Though working together, the two brothers represent opposite types. Jeff is a bitter loner whose ambition is to be a jazz musician, not a hack. In contrast, Beau is a family man content to spend his days giving piano lessons and his nights doing cheery canned repartee and playing pop tunes with his brother.
The only thing the loser brothers agree about is that their act needs some new blood, new energy to jazz it up, since they don't get many engagements and some of the existing ones are cancelled. Enter Susie Diamond (Michelle Pfeiffer), a tough, cynical former hooker, whose presence immediately revives the act, but also complicates matters when Jeff falls for her.

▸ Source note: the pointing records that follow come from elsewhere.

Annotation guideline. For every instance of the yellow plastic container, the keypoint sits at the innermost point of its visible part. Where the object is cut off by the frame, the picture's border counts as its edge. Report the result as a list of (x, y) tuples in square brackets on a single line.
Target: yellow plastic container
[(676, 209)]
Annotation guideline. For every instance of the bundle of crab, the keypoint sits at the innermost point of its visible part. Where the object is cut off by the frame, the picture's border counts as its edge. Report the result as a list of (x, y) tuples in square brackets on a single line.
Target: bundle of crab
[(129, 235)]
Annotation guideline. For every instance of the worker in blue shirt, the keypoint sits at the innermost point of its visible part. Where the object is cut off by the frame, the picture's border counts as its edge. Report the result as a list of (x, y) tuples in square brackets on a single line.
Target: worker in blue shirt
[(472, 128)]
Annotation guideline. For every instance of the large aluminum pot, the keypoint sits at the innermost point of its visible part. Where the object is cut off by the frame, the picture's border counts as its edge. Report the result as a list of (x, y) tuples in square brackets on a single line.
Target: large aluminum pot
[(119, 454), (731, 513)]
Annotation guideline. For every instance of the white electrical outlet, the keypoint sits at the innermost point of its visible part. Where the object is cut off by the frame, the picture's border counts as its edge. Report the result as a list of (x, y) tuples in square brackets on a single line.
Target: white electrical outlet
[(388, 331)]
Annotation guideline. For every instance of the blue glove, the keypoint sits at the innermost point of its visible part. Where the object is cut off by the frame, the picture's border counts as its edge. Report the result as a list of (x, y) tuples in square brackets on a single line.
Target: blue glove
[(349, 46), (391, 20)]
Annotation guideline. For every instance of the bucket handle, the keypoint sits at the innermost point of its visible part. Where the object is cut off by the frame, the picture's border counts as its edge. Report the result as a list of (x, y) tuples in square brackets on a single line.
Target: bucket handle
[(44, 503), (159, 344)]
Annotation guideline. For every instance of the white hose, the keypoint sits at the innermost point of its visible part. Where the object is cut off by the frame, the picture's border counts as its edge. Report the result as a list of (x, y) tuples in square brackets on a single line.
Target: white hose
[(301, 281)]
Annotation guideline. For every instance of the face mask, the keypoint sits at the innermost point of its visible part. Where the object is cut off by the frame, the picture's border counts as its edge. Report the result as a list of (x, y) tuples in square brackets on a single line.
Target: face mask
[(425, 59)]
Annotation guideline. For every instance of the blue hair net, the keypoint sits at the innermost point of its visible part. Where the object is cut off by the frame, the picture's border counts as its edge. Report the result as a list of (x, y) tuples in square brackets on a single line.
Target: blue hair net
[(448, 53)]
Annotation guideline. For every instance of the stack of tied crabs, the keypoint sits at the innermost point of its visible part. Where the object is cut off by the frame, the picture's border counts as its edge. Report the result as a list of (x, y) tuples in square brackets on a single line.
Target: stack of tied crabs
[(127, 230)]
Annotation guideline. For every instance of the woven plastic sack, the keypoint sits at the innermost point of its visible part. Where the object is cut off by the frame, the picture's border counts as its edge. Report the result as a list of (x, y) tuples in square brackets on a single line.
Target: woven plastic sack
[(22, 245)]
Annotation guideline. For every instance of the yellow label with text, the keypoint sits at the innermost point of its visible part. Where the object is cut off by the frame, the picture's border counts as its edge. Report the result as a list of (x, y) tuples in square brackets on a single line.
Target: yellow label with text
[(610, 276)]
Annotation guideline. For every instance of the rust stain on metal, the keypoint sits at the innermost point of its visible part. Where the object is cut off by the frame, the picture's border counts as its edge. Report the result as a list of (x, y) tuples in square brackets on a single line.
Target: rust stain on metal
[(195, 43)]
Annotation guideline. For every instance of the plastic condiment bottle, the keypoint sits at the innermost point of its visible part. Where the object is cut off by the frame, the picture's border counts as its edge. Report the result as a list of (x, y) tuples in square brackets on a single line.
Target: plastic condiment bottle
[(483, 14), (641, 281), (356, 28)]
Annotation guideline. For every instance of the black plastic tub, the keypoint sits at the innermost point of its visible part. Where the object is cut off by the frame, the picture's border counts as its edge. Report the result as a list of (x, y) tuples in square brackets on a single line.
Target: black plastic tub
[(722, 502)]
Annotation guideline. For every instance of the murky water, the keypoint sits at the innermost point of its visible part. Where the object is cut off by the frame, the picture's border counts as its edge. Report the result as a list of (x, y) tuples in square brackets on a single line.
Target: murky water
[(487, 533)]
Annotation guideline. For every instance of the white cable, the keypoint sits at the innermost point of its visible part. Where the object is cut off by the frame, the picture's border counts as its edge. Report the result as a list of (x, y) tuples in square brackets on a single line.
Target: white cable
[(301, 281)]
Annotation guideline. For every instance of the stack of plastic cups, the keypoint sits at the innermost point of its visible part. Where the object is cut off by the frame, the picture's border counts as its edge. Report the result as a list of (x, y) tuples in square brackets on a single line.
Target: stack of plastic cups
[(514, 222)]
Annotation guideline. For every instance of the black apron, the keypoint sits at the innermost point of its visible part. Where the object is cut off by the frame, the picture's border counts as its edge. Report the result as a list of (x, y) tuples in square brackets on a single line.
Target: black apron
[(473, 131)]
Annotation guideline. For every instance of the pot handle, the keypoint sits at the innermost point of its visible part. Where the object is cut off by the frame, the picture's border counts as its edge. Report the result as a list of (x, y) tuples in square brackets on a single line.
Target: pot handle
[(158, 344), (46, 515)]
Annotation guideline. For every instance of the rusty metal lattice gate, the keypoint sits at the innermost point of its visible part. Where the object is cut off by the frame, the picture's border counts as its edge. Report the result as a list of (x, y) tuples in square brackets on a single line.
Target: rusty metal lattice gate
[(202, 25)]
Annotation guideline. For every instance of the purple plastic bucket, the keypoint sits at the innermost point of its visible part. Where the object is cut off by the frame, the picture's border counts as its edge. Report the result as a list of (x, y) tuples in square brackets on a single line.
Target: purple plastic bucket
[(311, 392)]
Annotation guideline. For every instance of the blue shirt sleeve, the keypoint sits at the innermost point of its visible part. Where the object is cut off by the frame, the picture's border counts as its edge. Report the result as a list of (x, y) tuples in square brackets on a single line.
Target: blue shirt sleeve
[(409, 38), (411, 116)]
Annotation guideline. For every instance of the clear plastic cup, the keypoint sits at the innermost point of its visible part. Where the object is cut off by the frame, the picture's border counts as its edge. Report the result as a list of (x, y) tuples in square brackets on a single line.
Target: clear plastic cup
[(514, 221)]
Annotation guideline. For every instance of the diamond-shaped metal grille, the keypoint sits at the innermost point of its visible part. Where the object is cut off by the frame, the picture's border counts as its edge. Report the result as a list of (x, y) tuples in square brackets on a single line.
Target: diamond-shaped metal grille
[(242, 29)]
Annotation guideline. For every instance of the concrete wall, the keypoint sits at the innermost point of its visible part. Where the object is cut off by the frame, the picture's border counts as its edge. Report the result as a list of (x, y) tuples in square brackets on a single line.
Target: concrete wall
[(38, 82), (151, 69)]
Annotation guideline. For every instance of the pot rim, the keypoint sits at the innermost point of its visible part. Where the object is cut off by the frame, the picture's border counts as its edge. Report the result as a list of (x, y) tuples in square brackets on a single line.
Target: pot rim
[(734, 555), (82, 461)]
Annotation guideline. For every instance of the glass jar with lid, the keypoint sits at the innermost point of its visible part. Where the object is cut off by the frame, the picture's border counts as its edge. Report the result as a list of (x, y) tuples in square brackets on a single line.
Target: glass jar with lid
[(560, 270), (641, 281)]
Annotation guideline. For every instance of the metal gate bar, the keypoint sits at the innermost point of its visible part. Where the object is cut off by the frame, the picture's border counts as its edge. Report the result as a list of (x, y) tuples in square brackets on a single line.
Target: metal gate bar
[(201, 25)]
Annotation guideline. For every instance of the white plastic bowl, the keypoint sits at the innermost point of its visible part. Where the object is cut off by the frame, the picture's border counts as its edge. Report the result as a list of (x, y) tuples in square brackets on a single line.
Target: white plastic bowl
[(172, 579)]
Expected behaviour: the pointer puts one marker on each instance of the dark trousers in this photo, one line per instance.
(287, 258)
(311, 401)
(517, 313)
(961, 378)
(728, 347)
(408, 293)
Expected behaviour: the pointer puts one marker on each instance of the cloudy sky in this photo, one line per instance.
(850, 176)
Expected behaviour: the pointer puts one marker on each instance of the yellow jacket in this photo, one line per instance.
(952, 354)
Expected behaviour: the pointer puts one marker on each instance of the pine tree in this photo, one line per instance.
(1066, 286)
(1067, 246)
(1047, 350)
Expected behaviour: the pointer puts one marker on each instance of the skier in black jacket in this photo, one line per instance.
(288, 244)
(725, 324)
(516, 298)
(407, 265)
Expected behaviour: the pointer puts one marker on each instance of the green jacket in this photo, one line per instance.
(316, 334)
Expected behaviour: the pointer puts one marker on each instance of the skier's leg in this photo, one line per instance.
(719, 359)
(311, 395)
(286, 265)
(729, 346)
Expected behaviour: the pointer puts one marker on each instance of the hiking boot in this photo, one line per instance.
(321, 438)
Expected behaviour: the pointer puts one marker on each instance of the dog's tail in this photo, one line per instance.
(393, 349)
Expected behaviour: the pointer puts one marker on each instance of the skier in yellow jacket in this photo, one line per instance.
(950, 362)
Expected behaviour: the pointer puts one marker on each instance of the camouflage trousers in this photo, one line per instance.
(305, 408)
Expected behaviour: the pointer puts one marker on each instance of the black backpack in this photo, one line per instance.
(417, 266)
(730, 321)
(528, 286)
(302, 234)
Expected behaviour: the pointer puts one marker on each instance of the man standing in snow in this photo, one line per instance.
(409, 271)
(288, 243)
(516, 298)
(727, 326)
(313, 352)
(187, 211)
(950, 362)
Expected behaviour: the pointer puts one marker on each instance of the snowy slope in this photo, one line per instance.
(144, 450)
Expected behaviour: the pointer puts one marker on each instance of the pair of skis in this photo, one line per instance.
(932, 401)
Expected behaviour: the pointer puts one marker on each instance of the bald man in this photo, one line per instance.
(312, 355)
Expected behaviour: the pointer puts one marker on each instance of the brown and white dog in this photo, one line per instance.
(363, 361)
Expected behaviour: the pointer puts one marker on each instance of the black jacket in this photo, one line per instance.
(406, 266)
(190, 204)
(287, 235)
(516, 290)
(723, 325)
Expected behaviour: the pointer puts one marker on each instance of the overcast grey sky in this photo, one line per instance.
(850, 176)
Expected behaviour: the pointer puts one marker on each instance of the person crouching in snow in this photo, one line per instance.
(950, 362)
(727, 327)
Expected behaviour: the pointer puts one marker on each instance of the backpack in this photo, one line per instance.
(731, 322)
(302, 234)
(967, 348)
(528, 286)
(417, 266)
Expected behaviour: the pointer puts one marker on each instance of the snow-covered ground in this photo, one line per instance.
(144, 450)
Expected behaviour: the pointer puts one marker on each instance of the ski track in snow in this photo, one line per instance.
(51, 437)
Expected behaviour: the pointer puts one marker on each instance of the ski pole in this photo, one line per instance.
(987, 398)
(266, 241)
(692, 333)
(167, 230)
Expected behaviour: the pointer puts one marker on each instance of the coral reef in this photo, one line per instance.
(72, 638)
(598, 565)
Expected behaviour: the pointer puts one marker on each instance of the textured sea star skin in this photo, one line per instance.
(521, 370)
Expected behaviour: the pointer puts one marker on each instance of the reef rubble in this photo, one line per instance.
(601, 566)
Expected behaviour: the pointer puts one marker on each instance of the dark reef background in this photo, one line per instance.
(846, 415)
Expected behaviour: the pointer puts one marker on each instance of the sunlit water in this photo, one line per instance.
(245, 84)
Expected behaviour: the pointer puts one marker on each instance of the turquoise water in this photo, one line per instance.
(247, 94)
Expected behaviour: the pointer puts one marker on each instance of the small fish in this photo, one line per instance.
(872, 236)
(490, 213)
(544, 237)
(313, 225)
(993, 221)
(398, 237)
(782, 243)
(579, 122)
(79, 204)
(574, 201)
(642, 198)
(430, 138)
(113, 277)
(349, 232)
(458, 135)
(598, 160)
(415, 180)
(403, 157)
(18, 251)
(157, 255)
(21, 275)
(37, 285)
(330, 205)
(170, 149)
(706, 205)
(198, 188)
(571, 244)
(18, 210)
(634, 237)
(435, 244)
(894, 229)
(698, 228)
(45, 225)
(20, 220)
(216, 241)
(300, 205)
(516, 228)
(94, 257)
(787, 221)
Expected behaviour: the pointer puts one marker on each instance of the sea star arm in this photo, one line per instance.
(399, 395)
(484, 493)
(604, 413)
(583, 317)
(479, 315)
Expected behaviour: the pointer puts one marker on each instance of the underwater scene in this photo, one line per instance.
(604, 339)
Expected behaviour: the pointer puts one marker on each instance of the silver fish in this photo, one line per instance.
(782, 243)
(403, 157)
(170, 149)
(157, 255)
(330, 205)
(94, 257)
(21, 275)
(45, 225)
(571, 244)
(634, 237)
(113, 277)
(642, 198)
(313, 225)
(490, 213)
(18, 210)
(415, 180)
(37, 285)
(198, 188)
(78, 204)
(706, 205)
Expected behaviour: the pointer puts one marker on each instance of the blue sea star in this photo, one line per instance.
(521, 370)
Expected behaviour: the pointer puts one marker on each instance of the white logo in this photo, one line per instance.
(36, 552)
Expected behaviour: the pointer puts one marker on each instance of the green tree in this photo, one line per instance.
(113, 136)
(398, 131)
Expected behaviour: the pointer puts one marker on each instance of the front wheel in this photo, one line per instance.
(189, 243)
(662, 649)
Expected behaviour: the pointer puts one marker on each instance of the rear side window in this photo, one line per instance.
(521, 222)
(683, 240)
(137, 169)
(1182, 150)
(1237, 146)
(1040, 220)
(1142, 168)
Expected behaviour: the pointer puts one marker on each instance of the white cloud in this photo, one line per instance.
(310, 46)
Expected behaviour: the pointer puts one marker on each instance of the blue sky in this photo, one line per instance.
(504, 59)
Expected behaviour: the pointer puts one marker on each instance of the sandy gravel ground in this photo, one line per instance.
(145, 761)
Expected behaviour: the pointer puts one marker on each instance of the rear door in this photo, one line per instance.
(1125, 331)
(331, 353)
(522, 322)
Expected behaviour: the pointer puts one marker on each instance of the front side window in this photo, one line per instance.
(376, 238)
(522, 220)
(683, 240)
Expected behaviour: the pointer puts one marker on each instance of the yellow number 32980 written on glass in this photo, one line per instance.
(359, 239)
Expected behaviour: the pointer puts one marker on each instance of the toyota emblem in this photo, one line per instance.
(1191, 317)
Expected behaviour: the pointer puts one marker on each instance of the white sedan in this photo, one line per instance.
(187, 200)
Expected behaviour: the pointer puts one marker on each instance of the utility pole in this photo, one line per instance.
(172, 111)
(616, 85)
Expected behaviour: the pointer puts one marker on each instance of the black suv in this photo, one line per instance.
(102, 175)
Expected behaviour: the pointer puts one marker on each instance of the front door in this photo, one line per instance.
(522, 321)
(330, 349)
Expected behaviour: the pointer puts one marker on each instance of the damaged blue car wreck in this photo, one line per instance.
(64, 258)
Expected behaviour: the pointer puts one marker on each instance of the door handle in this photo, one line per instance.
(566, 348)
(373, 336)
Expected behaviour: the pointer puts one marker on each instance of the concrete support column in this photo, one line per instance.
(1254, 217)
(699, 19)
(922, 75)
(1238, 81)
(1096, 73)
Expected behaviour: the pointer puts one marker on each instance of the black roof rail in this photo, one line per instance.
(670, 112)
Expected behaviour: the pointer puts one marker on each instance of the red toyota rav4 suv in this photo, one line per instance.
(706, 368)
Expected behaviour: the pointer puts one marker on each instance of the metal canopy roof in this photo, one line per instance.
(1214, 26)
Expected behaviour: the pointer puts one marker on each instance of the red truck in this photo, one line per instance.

As writer, Kloves is responsible for sharp and biting dialogue, and he is also good as a helmer, considering that this is his first feature, creating the right mood and atmopshere for each scene. Kloves has also coaxed strong performances from the central trio of thesps, particularly Pfeiffer, who has one show-stopping number ("Makin' Whoopee") that she sings atop a piano in a sexy red dress. It's an indelible image, courtesy of the brilliant cinematographer Michael Ballhaus (Oscar-nominated).
Jake Baker (Jeff Bridges)
Frank Baker (Beau Bridges)
Susie Diamond (Michelle Pfeiffer)
Nina (Ellie Raab)
Lloyd (Xander Berkeley)Charlie (Dakin Matthews)
Ray (Ken Lerner)
Henry (Albert Hall)
Girl in bed (Terri Treas)
Vince Nancy (Gregory Itzin)
You can spot Jennifer Tilly (then better known as sister of Meg) as a ditzy singer, rendering an awkward version of "Candy Man."
Steve Kloves would go on to script the "Harry Potter" film franchise.
Oscar Nominations: 4
Actress: Michelle Pfeiffer
Cinematography: Michael Ballhaus
Original Score: David Grusin
Film Editing: William Steinnkamp
Oscar Awards: None
"Fabulous Baker Boys" lost in each of its four nominated categories. In 1989, Michelle Pfeiffer swept most of the critics kudos for her fabulous performance, but the winner was Jessica Tandy in "Driving Miss Daisy"; the sentimental factor worked in Tandy's favor, plus it's always easier to win if you performance is contained in a Best Picture nominee, as Tandy's was in "Miss Daisy," which won Best Picture.
The Cinematography Oscar went to vet Freddie Francis for "Glory"; the Editing Oscar went to David Brenner and Joe Hutshing for "Born on the Fourth of July"; and the Original Score Oscar was won by Alan Menken for "The Little Mermaid."